Glutamate receptors are the most widespread neurotransmitter binding proteins in the vertebrate nervous system, and have been implicated in a variety of higher brain functions and pathological conditions. A better understanding of the structure and function of these receptors is highly desirable for drug development.

The first project presented in this dissertation aimed to verify a hypothesis directly relating the activity of a partial agonist with the degree of lobe closure of the soluble ligand binding domain (S1S2) observed upon binding that ligand. This hypothesis was based on analysis of x-ray crystal structures bound to a family of partial agonists, 5-substituted willardiines. We used NH RDCs to determine the average solution conformation of S1S2 bound to various ligands, including the 5-substituted willardiines. To obtain the desirable precision of lobe closure calculation, we developed a method by which the structural noise is initially reduced using structure refinement against RDCs measured in multiple media for a single ligand (glutamate). Such refined structures could then be used to reorient lobes of S1S2 based on RDC data measured for any other ligand in a single alignment medium. We were able to calculate the difference in the degree of lobe closure induced by glutamate and any other ligand with precision typically better than ±0.75°. Results obtained for willardiine partial agonists suggested that the relative orientation of the domains of S1S2 is not the only factor determining efficacies of partial agonists, and that large-scale domain motions may be an important factor.

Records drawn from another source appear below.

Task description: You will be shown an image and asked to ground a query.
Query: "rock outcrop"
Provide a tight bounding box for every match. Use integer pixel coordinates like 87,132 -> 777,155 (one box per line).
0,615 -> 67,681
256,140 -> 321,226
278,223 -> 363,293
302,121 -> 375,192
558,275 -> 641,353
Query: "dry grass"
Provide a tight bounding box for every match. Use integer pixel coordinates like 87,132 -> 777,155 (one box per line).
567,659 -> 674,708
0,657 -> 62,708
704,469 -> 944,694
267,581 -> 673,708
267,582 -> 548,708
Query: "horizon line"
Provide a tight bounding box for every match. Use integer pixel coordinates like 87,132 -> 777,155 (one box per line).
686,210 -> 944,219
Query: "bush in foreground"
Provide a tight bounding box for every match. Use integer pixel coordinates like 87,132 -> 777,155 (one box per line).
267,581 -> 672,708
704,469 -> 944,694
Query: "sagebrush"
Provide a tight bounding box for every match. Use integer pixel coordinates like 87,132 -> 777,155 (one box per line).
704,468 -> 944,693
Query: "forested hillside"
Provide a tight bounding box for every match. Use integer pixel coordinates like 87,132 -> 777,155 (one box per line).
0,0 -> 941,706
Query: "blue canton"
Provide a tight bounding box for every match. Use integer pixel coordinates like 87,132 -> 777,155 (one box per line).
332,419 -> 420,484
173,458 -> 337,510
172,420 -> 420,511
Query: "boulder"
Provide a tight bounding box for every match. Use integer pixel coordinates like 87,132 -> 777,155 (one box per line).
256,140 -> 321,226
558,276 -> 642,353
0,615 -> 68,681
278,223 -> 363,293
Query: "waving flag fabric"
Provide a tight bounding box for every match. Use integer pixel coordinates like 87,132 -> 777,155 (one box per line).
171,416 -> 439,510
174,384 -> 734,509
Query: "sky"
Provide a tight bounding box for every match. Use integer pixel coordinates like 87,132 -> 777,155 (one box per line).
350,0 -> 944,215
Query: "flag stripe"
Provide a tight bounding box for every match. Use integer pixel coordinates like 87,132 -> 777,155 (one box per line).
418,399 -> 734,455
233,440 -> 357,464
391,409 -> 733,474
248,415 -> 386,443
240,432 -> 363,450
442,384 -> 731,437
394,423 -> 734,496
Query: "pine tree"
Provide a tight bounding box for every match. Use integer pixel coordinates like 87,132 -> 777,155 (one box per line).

The second project presented in this dissertation was to measure fast and slow dynamics of certain types of hydrophobic side chains in GluR2 S1S2 bound to a variety of ligands. This study presented a unique perspective on the protein structure, focusing on the behavior of the hydrophobic cores of S1S2. Slow motions reveal that lobe 2 is organized in such a way that its parts may be able to slide past each other. This organization may be significant for the function of the intact receptor. Slow motions of I712 show that relative domain motions take place for willardiine partial agonists, but not the other tested ligands. These motions are especially pronounced for iodowillardiine, in line with previous experiments. Faster motions provide an opportunity to calculate side chain entropic contribution to binding, and suggest that the structure of S1S2 is specifically adapted to accommodate the only natural agonist, glutamate.